Reincarnation, Dung Beetles, and the Southern Milky Way

I’ve always been unsettled by the idea of reincarnation. While I’m at the top of the food chain now, I have a suspicion that, with my many karmic transgressions, I may not be so lucky next time around. After I die, what if I come back as a swamp rat? Or a garden slug? Or worse yet… a dung beetle? It’s not an appealing thought.

Well it turns out dung beetles, at least, might have more going for them than I thought. A new study by Swedish biologist suggests that a species of South African dung beetle navigates on moonless nights with the help of the spectacular southern Milky Way.

There are 6,000 species of dung beetles, but they all make their living in the same way. The beetles thrive on the feces of large animals such as cows, tigers, and bison, slicing up their mountainous prize into little pieces they each use to nurture the next generation. A male dung beetle carves off a piece from the larger pile and rolls it away by pushing backward with his front legs while controlling his ball of dung with his back legs. He then finds a good spot and buries the ball. If he successfully attracts a female, she will lay a single egg in the little dung ball. Once hatched, the larva slowly eats through the ball and arrives into the world.
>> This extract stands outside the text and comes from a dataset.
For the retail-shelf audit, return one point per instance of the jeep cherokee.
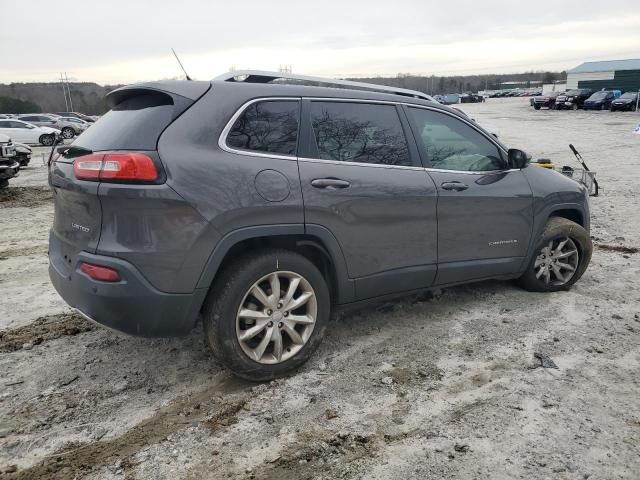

To avoid larger robber beetles, a smart male dung beetle must take his little treasure and bury it without delay, which means he needs to navigate a straight line. Daytime beetles use the Sun, specifically, the polarization of the Sun’s light to help find their way. Nighttime species use the Moon, but as most stargazers know, the Moon is not always present in the night sky. The Swedish biologists suspected the eyes of the beetles are too small to accurately detect bright stars. But could they see the bright band of the Milky Way?

Image credit: Tunç Tezel

The southern Milky Way (image credit: Tunç Tezel)

So the Swedish team collaborated with South African biologists to test their idea. The Milky Way is much brighter in the southern hemisphere than in the north, and it extends across the entire sky. From a site on the edge of the Kalahari desert, the researchers ran a group of controlled experiments with a species of nocturnal dung beetle wherein they blocked the beetles’ view of the horizon, and alternately blocked and unblocked their view of the starry sky on a moonless night.

It turns out that the beetles push their piles much faster when they could see the night sky. To refine the test, the team moved the beetles to a planetarium where the contents of the “sky” could be controlled. When the beetles saw only the 18 brightest stars, they got lost. When the bright stars were blocked by the planetarium projector and the only the southern Milky Way revealed, the beetles found their way again, clearly proving the Milky Way was the means of navigation for these industrious little creatures.

Biologists suspect other insects such as crickets and bees might also use the Milky Way to navigate on moonless nights.

By all accounts, dung beetles are noble creatures. They perform a useful function. They are tenacious and single-minded. And it turns out they are pretty good stargazers too.

And when you think about it, on a cosmic scale, we’re not much bigger than a dung beetle, and likely not much further along the evolutionary scale. And we share the same view of the stars. Maybe reincarnation isn’t so scary after all.